Интересно, кем бы ты стал, если бы тебя не дёргали окружающие. Родители не отправили бы в спецшколу, сокурсница не позвала на лекцию по анализу соцсетей, геолог не предложил замутить сайт про родники, Паша не пригласил в агентство, а Ольга не намекнула, что квартира лучше общаги… Что осталось бы, интересно? А вернее, что проявилось бы, если бы не все эти чужие верёвки, которым ты вроде бы поддаешься, но потом всё равно пытаешься их прогрызть, как та гавайская крыса под Новый год.
«Яблоки крутил на пальцах» – кажется, так батя говорил про тебя маленького? Ну да, тренер по баскетболу вполне получился бы. Выйти в Питере, сменить телефон, как та девушка с Луны, и вперёд.
Он представил себе Инну, как она спит в своей уютной маленькой студии с тремя окнами, белые ноги поджаты под тёплым зелёным халатом, волнистые чёрные волосы разлетелись по подушке, как водоросли под водой… Хотя нет, она же теперь в Питере. Но наверняка она и там свила себе симпатичное гнездышко, уют которого ощущается ещё лучше благодаря переезду – точно так же, как вот сейчас, после долгого перегона на большой скорости, приятно чувствовать, как поезд останавливается. Кажется, Тверь.
Несмотря на остановку и тёплый образ Инны, собственный сон уже не возвращался. Перед мысленным взором почему-то возник опять баскетбольный мяч и пальцы, которые его подкручивают, подбрасывают, перекидывают друг другу… Егор понял, что это пришло снаружи: он смотрел сквозь стекло на парня, который бродил по платформе и проделывал странные движения руками.

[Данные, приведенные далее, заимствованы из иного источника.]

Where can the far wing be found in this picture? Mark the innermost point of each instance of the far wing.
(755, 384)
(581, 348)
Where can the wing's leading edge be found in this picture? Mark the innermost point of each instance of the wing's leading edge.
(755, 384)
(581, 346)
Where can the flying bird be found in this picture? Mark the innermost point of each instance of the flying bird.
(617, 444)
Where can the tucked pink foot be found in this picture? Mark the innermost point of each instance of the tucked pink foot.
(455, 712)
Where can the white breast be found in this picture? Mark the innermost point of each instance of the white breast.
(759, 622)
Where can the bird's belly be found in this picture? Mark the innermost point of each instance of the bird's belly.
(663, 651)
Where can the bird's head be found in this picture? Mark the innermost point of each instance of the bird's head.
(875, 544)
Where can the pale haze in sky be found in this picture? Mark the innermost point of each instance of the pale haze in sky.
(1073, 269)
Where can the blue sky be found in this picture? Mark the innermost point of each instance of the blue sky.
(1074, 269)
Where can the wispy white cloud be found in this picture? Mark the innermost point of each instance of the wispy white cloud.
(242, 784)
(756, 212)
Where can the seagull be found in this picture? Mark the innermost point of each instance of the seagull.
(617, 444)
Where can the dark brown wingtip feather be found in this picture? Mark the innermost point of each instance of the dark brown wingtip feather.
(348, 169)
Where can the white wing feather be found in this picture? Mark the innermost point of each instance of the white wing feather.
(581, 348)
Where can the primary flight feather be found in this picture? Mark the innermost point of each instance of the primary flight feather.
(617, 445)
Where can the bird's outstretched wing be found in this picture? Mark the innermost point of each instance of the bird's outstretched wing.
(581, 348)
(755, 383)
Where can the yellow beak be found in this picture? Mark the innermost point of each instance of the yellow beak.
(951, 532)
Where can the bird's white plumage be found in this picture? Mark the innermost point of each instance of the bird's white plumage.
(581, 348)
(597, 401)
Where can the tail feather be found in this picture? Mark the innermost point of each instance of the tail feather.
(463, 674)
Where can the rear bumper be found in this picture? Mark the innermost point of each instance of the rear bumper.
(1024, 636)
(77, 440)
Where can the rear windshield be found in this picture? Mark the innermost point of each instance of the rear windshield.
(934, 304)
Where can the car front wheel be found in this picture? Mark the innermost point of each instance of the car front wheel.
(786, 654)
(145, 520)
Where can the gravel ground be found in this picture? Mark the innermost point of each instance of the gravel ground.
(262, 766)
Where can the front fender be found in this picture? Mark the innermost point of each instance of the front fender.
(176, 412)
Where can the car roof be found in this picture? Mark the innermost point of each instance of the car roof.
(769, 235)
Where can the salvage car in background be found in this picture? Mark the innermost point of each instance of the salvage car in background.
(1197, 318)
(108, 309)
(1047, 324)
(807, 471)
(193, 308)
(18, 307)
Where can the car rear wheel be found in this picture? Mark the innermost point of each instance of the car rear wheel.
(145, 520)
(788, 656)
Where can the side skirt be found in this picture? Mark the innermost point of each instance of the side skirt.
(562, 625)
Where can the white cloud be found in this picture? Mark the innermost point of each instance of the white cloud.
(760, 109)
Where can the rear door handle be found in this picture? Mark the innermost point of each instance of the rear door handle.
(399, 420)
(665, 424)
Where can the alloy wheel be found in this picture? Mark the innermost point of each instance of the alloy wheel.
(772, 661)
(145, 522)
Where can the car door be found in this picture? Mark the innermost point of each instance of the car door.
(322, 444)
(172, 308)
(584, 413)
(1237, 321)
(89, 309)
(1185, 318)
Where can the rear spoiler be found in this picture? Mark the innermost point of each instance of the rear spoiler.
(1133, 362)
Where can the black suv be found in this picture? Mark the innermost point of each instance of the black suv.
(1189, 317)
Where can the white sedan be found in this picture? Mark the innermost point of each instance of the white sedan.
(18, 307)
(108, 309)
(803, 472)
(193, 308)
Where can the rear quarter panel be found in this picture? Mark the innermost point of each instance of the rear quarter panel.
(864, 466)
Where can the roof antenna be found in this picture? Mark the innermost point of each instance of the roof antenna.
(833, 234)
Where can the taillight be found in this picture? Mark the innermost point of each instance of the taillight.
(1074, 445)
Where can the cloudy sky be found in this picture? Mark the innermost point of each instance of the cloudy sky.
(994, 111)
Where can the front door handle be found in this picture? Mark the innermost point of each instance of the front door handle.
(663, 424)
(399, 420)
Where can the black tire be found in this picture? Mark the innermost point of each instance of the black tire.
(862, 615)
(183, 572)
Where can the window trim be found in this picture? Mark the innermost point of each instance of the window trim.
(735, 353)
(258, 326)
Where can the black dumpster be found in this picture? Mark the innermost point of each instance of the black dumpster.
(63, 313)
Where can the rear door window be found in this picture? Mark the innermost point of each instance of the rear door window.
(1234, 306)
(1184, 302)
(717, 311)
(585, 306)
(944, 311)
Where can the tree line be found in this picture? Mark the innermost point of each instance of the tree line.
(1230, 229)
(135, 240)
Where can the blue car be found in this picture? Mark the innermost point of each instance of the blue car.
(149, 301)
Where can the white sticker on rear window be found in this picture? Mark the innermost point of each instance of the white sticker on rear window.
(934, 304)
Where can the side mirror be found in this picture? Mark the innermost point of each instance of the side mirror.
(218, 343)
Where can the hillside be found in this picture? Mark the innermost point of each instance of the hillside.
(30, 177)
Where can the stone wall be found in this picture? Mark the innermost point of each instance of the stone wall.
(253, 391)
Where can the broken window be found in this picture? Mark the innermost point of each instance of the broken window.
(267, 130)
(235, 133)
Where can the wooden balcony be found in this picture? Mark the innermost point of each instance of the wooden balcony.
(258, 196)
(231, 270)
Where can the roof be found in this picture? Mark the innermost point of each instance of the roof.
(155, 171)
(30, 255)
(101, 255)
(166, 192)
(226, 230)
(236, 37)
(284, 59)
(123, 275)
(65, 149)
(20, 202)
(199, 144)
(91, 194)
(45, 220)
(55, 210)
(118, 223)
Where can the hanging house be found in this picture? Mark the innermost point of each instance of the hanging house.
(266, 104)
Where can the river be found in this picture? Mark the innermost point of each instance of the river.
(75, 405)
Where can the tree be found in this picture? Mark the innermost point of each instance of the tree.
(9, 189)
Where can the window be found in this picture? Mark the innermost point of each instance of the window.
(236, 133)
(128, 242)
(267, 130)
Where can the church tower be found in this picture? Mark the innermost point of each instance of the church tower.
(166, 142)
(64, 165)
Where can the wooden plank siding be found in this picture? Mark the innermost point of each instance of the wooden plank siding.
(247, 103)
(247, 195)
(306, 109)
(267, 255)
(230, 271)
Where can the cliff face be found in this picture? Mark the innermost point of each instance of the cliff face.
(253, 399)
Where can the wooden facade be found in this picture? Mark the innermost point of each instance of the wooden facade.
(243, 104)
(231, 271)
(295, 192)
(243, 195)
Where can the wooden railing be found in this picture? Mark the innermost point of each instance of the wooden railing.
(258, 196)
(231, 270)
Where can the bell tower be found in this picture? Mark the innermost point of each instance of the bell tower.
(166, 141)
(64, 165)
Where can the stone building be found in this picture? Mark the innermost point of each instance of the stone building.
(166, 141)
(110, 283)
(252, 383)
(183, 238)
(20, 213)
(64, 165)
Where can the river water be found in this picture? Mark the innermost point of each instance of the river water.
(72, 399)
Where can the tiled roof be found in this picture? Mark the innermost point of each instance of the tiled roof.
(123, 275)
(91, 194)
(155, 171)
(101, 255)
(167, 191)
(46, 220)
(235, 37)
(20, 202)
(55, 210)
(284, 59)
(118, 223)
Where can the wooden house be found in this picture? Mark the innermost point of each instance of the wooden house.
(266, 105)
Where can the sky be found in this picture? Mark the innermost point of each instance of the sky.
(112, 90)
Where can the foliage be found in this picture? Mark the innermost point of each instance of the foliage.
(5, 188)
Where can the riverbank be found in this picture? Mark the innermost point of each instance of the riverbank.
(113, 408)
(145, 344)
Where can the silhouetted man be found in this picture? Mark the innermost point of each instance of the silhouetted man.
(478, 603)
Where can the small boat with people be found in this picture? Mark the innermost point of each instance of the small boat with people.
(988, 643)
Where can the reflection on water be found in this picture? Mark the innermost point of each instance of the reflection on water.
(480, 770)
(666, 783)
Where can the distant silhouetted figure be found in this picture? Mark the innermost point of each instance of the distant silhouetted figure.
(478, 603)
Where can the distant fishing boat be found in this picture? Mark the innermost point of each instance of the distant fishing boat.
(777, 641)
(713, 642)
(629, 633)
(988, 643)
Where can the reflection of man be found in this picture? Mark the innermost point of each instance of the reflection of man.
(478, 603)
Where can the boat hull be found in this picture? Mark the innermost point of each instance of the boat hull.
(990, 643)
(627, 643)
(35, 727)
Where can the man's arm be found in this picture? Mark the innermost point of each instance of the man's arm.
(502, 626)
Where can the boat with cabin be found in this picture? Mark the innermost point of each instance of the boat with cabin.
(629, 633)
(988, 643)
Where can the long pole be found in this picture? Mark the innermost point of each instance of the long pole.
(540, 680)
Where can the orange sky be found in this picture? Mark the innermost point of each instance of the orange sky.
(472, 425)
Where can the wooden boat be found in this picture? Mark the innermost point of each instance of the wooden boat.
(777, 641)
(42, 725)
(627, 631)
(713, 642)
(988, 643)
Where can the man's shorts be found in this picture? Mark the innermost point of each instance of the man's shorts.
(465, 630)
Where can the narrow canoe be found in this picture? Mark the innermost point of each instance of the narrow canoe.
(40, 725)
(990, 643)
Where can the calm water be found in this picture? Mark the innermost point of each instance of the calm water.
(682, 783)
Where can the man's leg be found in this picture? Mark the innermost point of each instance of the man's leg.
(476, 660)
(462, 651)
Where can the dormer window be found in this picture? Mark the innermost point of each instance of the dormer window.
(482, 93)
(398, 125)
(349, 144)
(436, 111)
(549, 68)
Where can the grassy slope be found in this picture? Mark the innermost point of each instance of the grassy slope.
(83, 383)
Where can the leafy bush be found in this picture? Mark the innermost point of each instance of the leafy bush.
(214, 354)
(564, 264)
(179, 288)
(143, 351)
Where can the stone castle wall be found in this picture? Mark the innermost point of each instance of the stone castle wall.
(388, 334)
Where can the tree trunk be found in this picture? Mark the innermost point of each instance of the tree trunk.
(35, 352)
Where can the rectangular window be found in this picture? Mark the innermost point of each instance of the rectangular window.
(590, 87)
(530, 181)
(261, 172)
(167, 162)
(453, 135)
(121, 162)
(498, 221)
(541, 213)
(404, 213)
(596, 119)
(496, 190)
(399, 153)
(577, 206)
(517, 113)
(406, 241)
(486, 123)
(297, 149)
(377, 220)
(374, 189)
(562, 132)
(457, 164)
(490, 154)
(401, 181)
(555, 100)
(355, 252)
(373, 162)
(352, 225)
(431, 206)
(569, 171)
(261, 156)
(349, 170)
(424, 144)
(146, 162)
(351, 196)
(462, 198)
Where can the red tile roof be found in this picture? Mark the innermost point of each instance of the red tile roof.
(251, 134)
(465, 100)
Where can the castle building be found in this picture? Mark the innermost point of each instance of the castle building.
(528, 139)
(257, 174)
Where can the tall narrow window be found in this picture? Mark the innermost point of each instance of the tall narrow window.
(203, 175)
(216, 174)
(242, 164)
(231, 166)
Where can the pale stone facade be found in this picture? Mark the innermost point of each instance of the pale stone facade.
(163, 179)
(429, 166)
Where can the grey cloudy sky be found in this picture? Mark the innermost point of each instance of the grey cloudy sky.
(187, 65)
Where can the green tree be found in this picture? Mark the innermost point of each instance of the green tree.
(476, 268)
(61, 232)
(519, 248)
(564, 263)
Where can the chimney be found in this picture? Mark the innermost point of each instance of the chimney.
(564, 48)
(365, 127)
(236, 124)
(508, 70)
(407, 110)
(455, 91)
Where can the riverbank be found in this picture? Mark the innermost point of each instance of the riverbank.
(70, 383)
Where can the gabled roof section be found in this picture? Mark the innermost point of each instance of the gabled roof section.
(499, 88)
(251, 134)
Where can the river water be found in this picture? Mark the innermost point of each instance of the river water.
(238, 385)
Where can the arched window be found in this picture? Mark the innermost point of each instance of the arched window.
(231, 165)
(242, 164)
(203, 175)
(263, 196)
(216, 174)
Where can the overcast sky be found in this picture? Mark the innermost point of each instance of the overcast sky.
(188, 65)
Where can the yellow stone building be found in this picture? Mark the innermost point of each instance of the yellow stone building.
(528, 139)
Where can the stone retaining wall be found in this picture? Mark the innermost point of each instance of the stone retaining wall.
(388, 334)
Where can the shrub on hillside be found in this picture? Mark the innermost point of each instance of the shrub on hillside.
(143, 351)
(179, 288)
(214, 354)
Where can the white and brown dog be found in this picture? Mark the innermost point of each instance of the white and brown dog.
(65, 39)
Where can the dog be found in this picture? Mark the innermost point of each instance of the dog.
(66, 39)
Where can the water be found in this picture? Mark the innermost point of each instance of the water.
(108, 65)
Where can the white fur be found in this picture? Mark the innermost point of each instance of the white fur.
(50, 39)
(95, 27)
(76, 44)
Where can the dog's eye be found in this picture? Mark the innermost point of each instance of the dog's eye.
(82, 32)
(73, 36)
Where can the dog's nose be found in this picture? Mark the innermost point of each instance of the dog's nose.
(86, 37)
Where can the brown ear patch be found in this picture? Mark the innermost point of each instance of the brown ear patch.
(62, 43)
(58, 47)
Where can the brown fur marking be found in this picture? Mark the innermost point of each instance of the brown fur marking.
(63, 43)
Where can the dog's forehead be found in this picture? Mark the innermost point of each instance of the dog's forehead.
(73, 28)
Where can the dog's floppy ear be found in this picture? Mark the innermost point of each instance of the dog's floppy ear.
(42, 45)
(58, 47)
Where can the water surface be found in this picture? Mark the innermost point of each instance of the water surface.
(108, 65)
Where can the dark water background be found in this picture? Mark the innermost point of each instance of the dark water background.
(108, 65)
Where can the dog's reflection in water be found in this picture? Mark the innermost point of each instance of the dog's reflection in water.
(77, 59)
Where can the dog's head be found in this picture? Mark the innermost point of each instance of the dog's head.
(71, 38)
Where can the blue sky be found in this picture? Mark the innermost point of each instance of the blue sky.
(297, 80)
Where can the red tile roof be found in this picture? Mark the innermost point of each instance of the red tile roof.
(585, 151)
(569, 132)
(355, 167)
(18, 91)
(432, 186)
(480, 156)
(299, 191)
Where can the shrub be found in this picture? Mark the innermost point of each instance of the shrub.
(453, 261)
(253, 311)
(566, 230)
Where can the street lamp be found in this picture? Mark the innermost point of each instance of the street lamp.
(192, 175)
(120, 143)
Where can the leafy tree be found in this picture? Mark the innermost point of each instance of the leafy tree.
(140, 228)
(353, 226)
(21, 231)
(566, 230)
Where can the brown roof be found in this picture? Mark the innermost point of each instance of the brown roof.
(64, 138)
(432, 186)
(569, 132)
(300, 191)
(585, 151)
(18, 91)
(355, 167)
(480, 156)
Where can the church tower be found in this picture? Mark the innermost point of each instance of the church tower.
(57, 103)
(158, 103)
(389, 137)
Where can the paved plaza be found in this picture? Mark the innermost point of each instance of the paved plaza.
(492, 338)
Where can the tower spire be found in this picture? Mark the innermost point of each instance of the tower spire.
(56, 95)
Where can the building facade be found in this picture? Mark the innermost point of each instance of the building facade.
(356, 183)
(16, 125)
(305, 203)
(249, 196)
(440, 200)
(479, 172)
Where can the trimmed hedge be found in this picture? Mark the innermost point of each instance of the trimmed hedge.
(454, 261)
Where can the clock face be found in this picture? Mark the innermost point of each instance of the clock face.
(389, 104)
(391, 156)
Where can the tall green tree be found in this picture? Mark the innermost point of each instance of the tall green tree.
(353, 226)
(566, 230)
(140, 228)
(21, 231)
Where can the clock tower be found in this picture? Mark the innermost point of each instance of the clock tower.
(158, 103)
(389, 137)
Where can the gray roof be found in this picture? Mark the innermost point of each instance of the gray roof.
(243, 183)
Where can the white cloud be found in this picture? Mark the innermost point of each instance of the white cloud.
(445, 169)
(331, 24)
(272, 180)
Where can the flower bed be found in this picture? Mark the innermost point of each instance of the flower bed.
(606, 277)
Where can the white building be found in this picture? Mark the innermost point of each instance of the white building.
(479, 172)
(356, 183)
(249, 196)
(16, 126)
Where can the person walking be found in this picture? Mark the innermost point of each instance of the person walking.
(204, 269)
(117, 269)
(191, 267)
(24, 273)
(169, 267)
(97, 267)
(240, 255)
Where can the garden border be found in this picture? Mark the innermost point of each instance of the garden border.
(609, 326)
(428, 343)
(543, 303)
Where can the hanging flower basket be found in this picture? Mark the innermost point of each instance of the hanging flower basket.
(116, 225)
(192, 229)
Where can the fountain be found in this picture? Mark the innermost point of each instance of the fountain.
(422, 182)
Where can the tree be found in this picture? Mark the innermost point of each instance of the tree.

Сначала казалось, что у парня просто неудобная куртка, маловата ему, что ли, поэтому он поправляет то один рукав, то другой. Но куртка давно уже была поправлена, если ей это вообще требовалось – а движения всё продолжались в строгой последовательности: поддёрнул левый рукав, поддёрнул правый, затем поддёрнул брюки слева, затем справа, покрутил в руках какую-то карточку, сделал пару шагов и снова взялся за манжеты куртки. Левый рукав, правый рукав, потом снова брюки слева, справа, и опять всё сначала. Время от времени парень ещё и плевал, причём обычно после того, как мимо него кто-то проходил. И хотя на людей не попадало – парень словно бы сдерживался – но всё равно это выглядело как плевок в спину. Синдром Туретта?
«Сапсан» медленно и беззвучно поехал, оставляя позади странного парня и показывая других людей, ждущих на платформе – видимо, вслед за поездом должна прийти местная электричка. Вот проплыли мимо два мужика с сигаретами в руках, из рюкзаков торчат удочки – тоже ведь набор бессмысленных повторяющихся движений, никакой явной пользы не приносят ни сигарета, ни удочка. На их месте мог быть и богомолец с чётками, и школьник, грызущий ногти, и тётка какая-нибудь с вечным вязанием. Куча народу постоянно занята такими суррогатными движениями, словно другой вид людей маскируется среди людей обычных…
Хотя почему «словно»? Так и есть. Подвижную цивилизацию охотников и собирателей вытеснила оседлая цивилизация земледельцев и торгашей. Из непоседливых повезло лишь тем немногим, кто нашёл себе легальную движуху в этой цивилизации овощей – спортсмены, танцоры, жонглёры – ну или хотя бы нашёл суррогаты вроде вязания. Некоторые спрятались среди музыкальных инструментов.
А вот остальными занялась овощная психиатрия. Тот, кто пятьсот лет назад мог бы стать воином, первооткрывателем новых земель, сегодня будет посажен за скучную школьную пару, где нужно вести себя тихо – а когда он начнёт дёргаться, получит диагноз «Синдром дефицита внимания и гиперактивность». А вчерашнему собирателю и коллекционеру сегодня пришьют «компульсивное расстройство». И всем пропишут пить лекарства. Пить – это принципиальный механизм цивилизации овощей. Сажать, выращивать, поливать удобрением. Хотя на самом деле им надо просто двигаться.